What would a tabulator do? It would then

- look at that URI, see from the return header that it is not
application/rdf+xml or n3 (I am not sure there is a mime type for that
one...). It sees that it is some form of HTML (let us not go into the
details of which one)

- It has then the choice of:

    1. look at the start of the document (essentially, sniff it) to see
if there is a GRDDL profile; in this case it will GRDDL it and add the
result to its triple store
    2. *parse* the whole document with an RDFa parser to, possibly, get
an empty triple store
    3. if both of these steps yield an empty document, than it will give
up extending its triple store and add an external link to its user
interface.

My issue is simply the *efficiency* of step #2. A tool like tabulator
already suffers from efficiency (o.k, it is a student project at MIT,
and stuff like that, but we should not underestimate the issue).
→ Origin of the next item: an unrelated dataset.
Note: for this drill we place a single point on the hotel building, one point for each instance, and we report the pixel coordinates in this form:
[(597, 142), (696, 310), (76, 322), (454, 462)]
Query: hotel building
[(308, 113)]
If it
wants to be a tool recognizing RDFa content, I do not think it can do
anything else than #2, but that may lead to a large number of
unnecessary parsing [there is a whole discussion on whether seeAlso is
the best tool for such effects, but let us leave that aside].

That is why I think a non-obligatory 'marker' is or may be useful. At
the moment, I do not see any other solution than a profile.
Alternatively, people will use the GRDDL mechanism to retrieve RDFa and
that is all what a tabulator would accept...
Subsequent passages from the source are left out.